I wanted to have that on Linux as well. There is an excellent library called gphoto2, that can do half of the trick (i.e. it can download a picture right after the shot), but it can't display it. So I played around a little bit and wrote that script:
#!/bin/bash case "$ACTION" in download) pkill qiv qiv -l -f -m "$ARGUMENT" & ;; "") me=$(cd ${0%/*} && echo $PWD/${0##*/}) gphoto2 --capture-tethered --hook-script=$me ;; esac
To "install" it, place it somewhere on your path.
To use it, connect your Nikon camera to your computer via USB. Go to an empty folder in a shell and just start it:
rian@thunder:~Pictures/example$ tether
Then take pictures.
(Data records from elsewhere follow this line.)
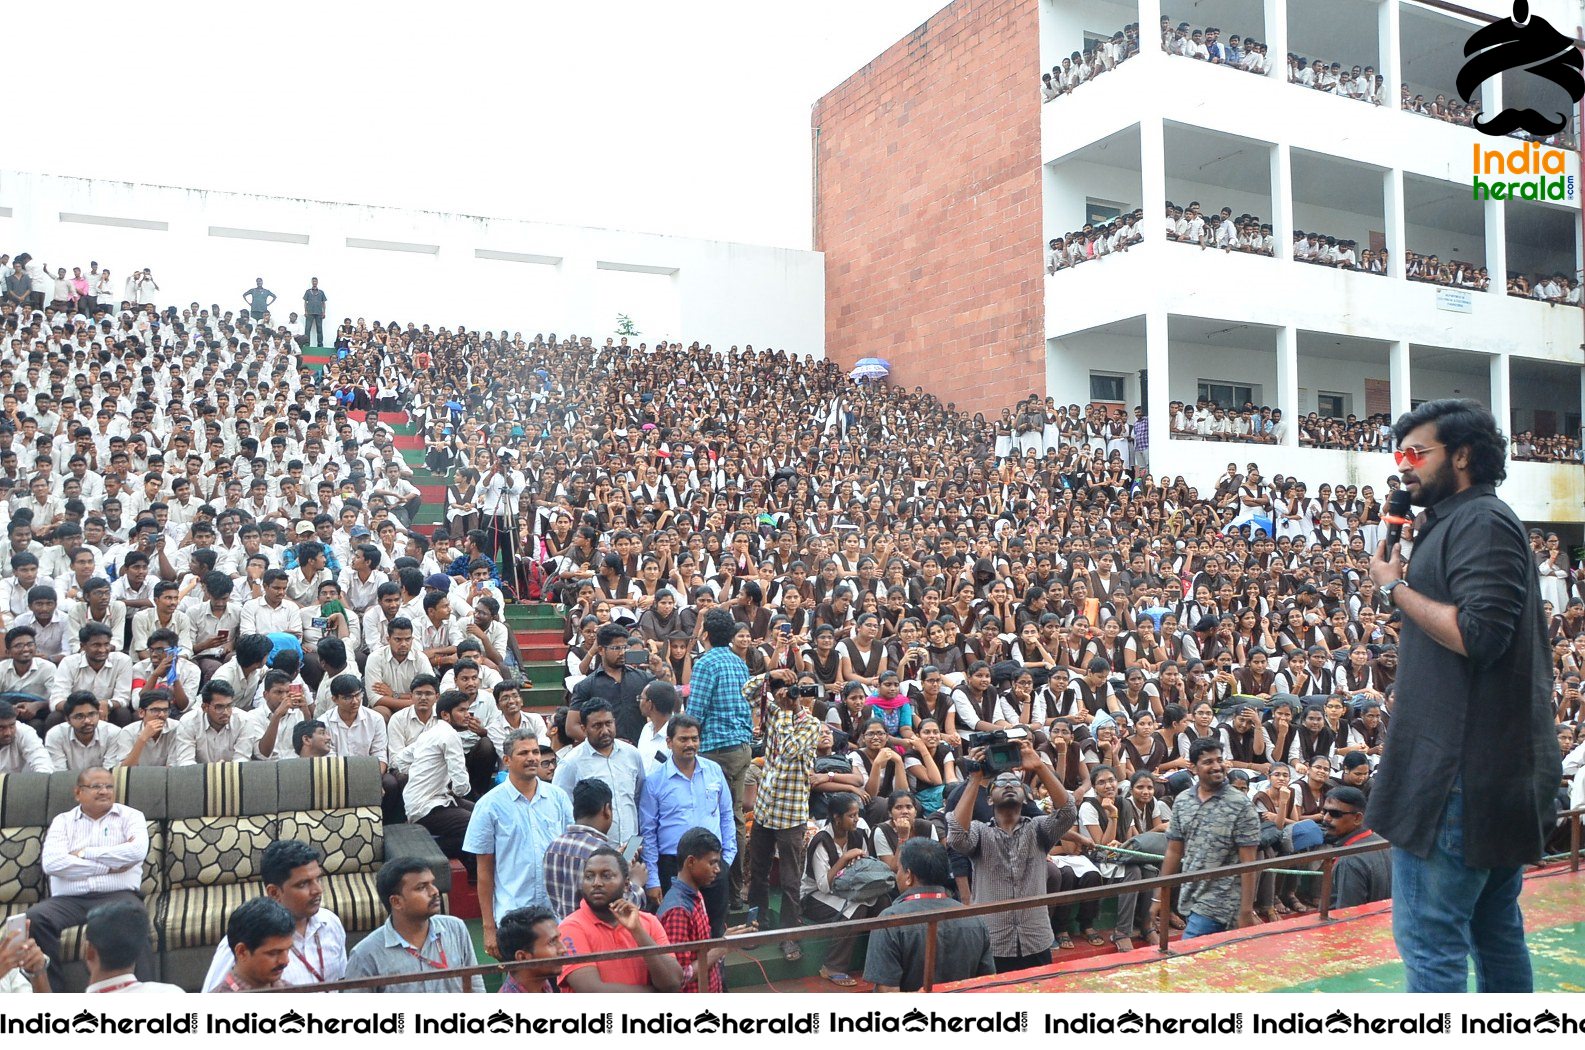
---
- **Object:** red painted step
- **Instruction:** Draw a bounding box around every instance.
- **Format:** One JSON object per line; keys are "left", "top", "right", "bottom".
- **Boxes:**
{"left": 518, "top": 643, "right": 564, "bottom": 662}
{"left": 445, "top": 859, "right": 480, "bottom": 920}
{"left": 393, "top": 434, "right": 424, "bottom": 450}
{"left": 416, "top": 484, "right": 446, "bottom": 504}
{"left": 517, "top": 628, "right": 565, "bottom": 647}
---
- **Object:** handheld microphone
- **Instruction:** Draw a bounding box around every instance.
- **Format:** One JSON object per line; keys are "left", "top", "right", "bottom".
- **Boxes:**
{"left": 1383, "top": 489, "right": 1412, "bottom": 550}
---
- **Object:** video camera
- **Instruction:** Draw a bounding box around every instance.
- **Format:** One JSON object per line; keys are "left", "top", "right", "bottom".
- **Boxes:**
{"left": 960, "top": 726, "right": 1030, "bottom": 776}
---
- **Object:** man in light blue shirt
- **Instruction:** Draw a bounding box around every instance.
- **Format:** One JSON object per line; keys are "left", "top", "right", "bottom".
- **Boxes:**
{"left": 638, "top": 713, "right": 737, "bottom": 935}
{"left": 462, "top": 727, "right": 572, "bottom": 961}
{"left": 553, "top": 700, "right": 647, "bottom": 845}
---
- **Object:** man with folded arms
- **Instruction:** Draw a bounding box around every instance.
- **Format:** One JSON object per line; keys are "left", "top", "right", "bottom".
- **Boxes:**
{"left": 27, "top": 767, "right": 152, "bottom": 990}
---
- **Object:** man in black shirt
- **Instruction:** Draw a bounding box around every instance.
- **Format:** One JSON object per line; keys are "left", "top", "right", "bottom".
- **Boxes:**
{"left": 567, "top": 624, "right": 652, "bottom": 745}
{"left": 1368, "top": 399, "right": 1558, "bottom": 993}
{"left": 1320, "top": 786, "right": 1390, "bottom": 909}
{"left": 864, "top": 839, "right": 993, "bottom": 991}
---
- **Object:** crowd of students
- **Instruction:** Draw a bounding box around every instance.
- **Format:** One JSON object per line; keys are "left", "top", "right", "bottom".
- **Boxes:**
{"left": 1161, "top": 17, "right": 1273, "bottom": 76}
{"left": 0, "top": 238, "right": 1582, "bottom": 995}
{"left": 1294, "top": 231, "right": 1382, "bottom": 273}
{"left": 1042, "top": 23, "right": 1139, "bottom": 102}
{"left": 1288, "top": 55, "right": 1385, "bottom": 106}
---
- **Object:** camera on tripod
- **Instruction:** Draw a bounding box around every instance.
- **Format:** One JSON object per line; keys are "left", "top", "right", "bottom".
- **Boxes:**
{"left": 960, "top": 726, "right": 1030, "bottom": 776}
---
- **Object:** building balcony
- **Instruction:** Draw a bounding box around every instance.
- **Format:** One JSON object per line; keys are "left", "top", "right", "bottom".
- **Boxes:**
{"left": 1150, "top": 436, "right": 1584, "bottom": 524}
{"left": 1041, "top": 52, "right": 1581, "bottom": 190}
{"left": 1044, "top": 239, "right": 1582, "bottom": 361}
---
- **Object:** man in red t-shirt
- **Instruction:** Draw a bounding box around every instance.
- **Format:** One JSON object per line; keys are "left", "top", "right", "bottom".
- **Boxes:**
{"left": 558, "top": 849, "right": 683, "bottom": 992}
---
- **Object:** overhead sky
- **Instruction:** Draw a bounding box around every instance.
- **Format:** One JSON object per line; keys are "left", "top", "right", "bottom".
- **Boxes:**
{"left": 8, "top": 0, "right": 948, "bottom": 250}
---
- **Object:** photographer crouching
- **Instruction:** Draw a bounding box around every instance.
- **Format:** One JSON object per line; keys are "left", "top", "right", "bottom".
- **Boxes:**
{"left": 946, "top": 729, "right": 1076, "bottom": 975}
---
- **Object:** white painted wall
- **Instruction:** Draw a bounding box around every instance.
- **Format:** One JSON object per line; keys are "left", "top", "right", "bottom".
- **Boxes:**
{"left": 1041, "top": 0, "right": 1137, "bottom": 74}
{"left": 0, "top": 170, "right": 825, "bottom": 356}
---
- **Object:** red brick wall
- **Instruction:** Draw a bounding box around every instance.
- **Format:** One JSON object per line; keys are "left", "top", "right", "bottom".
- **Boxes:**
{"left": 814, "top": 0, "right": 1043, "bottom": 415}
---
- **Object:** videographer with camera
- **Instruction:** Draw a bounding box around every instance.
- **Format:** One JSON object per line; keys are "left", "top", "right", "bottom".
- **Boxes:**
{"left": 746, "top": 668, "right": 820, "bottom": 963}
{"left": 946, "top": 728, "right": 1076, "bottom": 974}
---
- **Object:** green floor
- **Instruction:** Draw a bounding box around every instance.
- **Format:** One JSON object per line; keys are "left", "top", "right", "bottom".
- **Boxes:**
{"left": 971, "top": 867, "right": 1585, "bottom": 994}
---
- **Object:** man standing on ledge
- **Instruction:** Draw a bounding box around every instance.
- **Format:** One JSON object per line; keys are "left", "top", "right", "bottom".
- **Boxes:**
{"left": 302, "top": 277, "right": 327, "bottom": 347}
{"left": 242, "top": 278, "right": 276, "bottom": 321}
{"left": 1368, "top": 399, "right": 1558, "bottom": 993}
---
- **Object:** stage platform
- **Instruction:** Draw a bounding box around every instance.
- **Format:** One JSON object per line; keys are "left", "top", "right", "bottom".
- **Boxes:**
{"left": 951, "top": 864, "right": 1585, "bottom": 994}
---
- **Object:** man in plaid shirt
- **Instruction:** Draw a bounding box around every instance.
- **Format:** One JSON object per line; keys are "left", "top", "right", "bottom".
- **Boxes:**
{"left": 542, "top": 779, "right": 648, "bottom": 920}
{"left": 745, "top": 669, "right": 820, "bottom": 961}
{"left": 657, "top": 827, "right": 729, "bottom": 992}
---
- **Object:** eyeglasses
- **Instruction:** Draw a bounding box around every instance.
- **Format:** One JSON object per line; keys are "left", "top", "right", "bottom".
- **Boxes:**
{"left": 1393, "top": 444, "right": 1444, "bottom": 468}
{"left": 1319, "top": 807, "right": 1357, "bottom": 818}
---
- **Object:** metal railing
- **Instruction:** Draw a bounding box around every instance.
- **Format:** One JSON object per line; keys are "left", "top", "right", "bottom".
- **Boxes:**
{"left": 263, "top": 807, "right": 1585, "bottom": 994}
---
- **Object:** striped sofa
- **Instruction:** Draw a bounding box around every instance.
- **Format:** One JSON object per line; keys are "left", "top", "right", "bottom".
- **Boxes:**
{"left": 0, "top": 757, "right": 447, "bottom": 991}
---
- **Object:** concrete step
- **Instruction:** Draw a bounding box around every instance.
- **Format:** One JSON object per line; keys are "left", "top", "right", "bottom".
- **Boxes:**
{"left": 520, "top": 658, "right": 569, "bottom": 682}
{"left": 506, "top": 603, "right": 565, "bottom": 628}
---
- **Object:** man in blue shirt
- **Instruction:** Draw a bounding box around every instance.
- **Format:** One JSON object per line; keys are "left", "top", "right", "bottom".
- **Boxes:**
{"left": 462, "top": 727, "right": 573, "bottom": 961}
{"left": 638, "top": 713, "right": 737, "bottom": 935}
{"left": 685, "top": 608, "right": 752, "bottom": 900}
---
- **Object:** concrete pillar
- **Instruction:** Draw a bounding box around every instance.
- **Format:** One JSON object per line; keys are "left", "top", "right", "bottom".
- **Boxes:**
{"left": 1484, "top": 194, "right": 1507, "bottom": 294}
{"left": 1380, "top": 0, "right": 1401, "bottom": 108}
{"left": 1490, "top": 354, "right": 1512, "bottom": 434}
{"left": 1389, "top": 340, "right": 1412, "bottom": 421}
{"left": 1271, "top": 144, "right": 1293, "bottom": 260}
{"left": 1384, "top": 168, "right": 1406, "bottom": 279}
{"left": 1138, "top": 0, "right": 1165, "bottom": 64}
{"left": 1275, "top": 326, "right": 1300, "bottom": 446}
{"left": 1263, "top": 0, "right": 1287, "bottom": 80}
{"left": 1145, "top": 308, "right": 1171, "bottom": 446}
{"left": 1140, "top": 114, "right": 1168, "bottom": 242}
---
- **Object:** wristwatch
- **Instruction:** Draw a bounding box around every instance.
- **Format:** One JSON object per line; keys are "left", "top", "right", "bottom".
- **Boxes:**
{"left": 1380, "top": 580, "right": 1407, "bottom": 605}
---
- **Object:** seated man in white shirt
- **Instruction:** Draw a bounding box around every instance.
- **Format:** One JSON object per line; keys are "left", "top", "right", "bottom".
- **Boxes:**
{"left": 48, "top": 622, "right": 134, "bottom": 728}
{"left": 251, "top": 670, "right": 316, "bottom": 760}
{"left": 44, "top": 691, "right": 118, "bottom": 772}
{"left": 171, "top": 679, "right": 257, "bottom": 765}
{"left": 382, "top": 673, "right": 440, "bottom": 821}
{"left": 129, "top": 628, "right": 199, "bottom": 718}
{"left": 240, "top": 569, "right": 303, "bottom": 640}
{"left": 323, "top": 672, "right": 388, "bottom": 773}
{"left": 105, "top": 689, "right": 180, "bottom": 768}
{"left": 27, "top": 767, "right": 152, "bottom": 990}
{"left": 0, "top": 623, "right": 58, "bottom": 730}
{"left": 400, "top": 689, "right": 479, "bottom": 874}
{"left": 200, "top": 839, "right": 348, "bottom": 990}
{"left": 0, "top": 699, "right": 53, "bottom": 772}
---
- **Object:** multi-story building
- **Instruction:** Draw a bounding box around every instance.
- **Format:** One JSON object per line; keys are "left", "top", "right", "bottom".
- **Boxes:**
{"left": 816, "top": 0, "right": 1584, "bottom": 525}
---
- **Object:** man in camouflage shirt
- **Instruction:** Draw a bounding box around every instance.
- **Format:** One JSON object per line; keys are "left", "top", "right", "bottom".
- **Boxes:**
{"left": 1153, "top": 738, "right": 1260, "bottom": 938}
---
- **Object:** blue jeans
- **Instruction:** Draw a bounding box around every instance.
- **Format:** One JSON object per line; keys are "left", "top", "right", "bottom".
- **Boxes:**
{"left": 1182, "top": 913, "right": 1228, "bottom": 939}
{"left": 1391, "top": 784, "right": 1532, "bottom": 992}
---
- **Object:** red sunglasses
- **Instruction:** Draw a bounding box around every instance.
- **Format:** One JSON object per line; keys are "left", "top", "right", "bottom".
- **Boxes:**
{"left": 1393, "top": 443, "right": 1443, "bottom": 468}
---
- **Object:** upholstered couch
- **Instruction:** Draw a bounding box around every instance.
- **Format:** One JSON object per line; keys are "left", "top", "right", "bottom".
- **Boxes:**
{"left": 0, "top": 757, "right": 448, "bottom": 991}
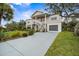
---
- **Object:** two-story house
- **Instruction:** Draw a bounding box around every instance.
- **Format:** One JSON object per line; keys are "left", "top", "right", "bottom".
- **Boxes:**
{"left": 26, "top": 11, "right": 62, "bottom": 32}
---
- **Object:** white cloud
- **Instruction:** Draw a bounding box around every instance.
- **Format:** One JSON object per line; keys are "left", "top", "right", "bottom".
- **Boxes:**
{"left": 13, "top": 10, "right": 34, "bottom": 22}
{"left": 13, "top": 3, "right": 22, "bottom": 5}
{"left": 10, "top": 4, "right": 17, "bottom": 11}
{"left": 21, "top": 10, "right": 34, "bottom": 20}
{"left": 14, "top": 3, "right": 31, "bottom": 6}
{"left": 10, "top": 3, "right": 31, "bottom": 11}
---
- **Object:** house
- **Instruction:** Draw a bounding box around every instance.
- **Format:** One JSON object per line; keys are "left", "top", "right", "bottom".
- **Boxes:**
{"left": 26, "top": 11, "right": 62, "bottom": 32}
{"left": 62, "top": 13, "right": 79, "bottom": 23}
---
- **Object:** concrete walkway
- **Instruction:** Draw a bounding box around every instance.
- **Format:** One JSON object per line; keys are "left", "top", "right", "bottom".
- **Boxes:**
{"left": 0, "top": 32, "right": 58, "bottom": 56}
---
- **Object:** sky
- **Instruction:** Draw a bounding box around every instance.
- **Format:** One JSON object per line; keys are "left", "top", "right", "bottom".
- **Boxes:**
{"left": 2, "top": 3, "right": 46, "bottom": 26}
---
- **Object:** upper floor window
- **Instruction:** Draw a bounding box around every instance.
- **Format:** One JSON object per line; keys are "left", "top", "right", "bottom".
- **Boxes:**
{"left": 51, "top": 17, "right": 57, "bottom": 20}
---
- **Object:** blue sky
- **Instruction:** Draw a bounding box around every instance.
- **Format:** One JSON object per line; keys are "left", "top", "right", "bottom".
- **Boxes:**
{"left": 2, "top": 3, "right": 46, "bottom": 25}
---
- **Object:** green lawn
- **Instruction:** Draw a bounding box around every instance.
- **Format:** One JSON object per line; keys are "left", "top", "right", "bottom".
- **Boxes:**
{"left": 45, "top": 31, "right": 79, "bottom": 56}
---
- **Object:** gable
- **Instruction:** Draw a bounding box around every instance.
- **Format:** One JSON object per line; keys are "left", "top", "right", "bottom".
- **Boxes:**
{"left": 32, "top": 11, "right": 44, "bottom": 17}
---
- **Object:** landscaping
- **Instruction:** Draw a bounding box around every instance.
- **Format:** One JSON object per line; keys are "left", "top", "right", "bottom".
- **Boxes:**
{"left": 0, "top": 29, "right": 35, "bottom": 42}
{"left": 45, "top": 31, "right": 79, "bottom": 56}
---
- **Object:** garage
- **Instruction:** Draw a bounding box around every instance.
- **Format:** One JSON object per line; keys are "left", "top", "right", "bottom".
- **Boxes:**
{"left": 49, "top": 25, "right": 58, "bottom": 31}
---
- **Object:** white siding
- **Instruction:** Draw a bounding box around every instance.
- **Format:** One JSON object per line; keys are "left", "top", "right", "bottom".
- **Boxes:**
{"left": 47, "top": 23, "right": 61, "bottom": 32}
{"left": 46, "top": 15, "right": 62, "bottom": 32}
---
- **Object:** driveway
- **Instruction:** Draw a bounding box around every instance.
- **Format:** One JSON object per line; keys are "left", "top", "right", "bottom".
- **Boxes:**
{"left": 0, "top": 32, "right": 58, "bottom": 56}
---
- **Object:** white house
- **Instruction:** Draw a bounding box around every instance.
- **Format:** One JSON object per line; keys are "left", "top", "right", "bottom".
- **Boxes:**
{"left": 26, "top": 11, "right": 62, "bottom": 32}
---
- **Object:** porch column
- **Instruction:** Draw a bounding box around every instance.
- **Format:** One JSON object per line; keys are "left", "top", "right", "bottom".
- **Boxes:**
{"left": 35, "top": 17, "right": 37, "bottom": 20}
{"left": 31, "top": 24, "right": 32, "bottom": 29}
{"left": 45, "top": 14, "right": 47, "bottom": 32}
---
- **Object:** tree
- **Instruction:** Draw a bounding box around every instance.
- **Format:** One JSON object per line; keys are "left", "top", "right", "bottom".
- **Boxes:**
{"left": 18, "top": 20, "right": 26, "bottom": 30}
{"left": 5, "top": 21, "right": 17, "bottom": 31}
{"left": 45, "top": 3, "right": 79, "bottom": 22}
{"left": 0, "top": 3, "right": 13, "bottom": 26}
{"left": 5, "top": 20, "right": 26, "bottom": 31}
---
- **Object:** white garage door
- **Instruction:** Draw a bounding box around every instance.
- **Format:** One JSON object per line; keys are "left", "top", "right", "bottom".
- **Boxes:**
{"left": 49, "top": 25, "right": 58, "bottom": 31}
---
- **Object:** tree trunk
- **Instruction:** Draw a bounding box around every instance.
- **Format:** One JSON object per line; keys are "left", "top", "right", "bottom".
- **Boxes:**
{"left": 0, "top": 19, "right": 1, "bottom": 26}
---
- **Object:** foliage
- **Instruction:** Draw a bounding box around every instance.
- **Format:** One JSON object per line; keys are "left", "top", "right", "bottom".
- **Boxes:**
{"left": 46, "top": 3, "right": 79, "bottom": 16}
{"left": 46, "top": 3, "right": 79, "bottom": 23}
{"left": 45, "top": 31, "right": 79, "bottom": 56}
{"left": 18, "top": 20, "right": 26, "bottom": 30}
{"left": 62, "top": 22, "right": 68, "bottom": 31}
{"left": 62, "top": 20, "right": 78, "bottom": 32}
{"left": 0, "top": 3, "right": 13, "bottom": 25}
{"left": 22, "top": 32, "right": 28, "bottom": 37}
{"left": 6, "top": 21, "right": 18, "bottom": 31}
{"left": 74, "top": 23, "right": 79, "bottom": 36}
{"left": 0, "top": 32, "right": 5, "bottom": 41}
{"left": 5, "top": 20, "right": 26, "bottom": 31}
{"left": 26, "top": 29, "right": 35, "bottom": 35}
{"left": 0, "top": 30, "right": 35, "bottom": 42}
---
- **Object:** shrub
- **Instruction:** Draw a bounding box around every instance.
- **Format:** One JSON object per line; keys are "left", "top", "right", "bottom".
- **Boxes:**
{"left": 62, "top": 21, "right": 78, "bottom": 32}
{"left": 28, "top": 29, "right": 34, "bottom": 35}
{"left": 11, "top": 31, "right": 20, "bottom": 38}
{"left": 74, "top": 23, "right": 79, "bottom": 36}
{"left": 22, "top": 32, "right": 28, "bottom": 37}
{"left": 0, "top": 30, "right": 35, "bottom": 42}
{"left": 62, "top": 22, "right": 67, "bottom": 31}
{"left": 0, "top": 32, "right": 5, "bottom": 41}
{"left": 19, "top": 31, "right": 28, "bottom": 37}
{"left": 5, "top": 31, "right": 20, "bottom": 39}
{"left": 4, "top": 31, "right": 28, "bottom": 40}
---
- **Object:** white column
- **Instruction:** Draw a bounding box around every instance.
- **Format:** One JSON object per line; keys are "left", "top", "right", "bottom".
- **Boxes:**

They will be displayed on your screen and stored in your current folder.
For this to work, you need the image-viewer qiv (or use any other viewer and adjust the script) in its most recent version (older versions don't support the -l switch which autorotates the image), if you're using ubuntu jaunty, you need to install qiv from karmic.
And you have to install gphoto2 to access the camera as well.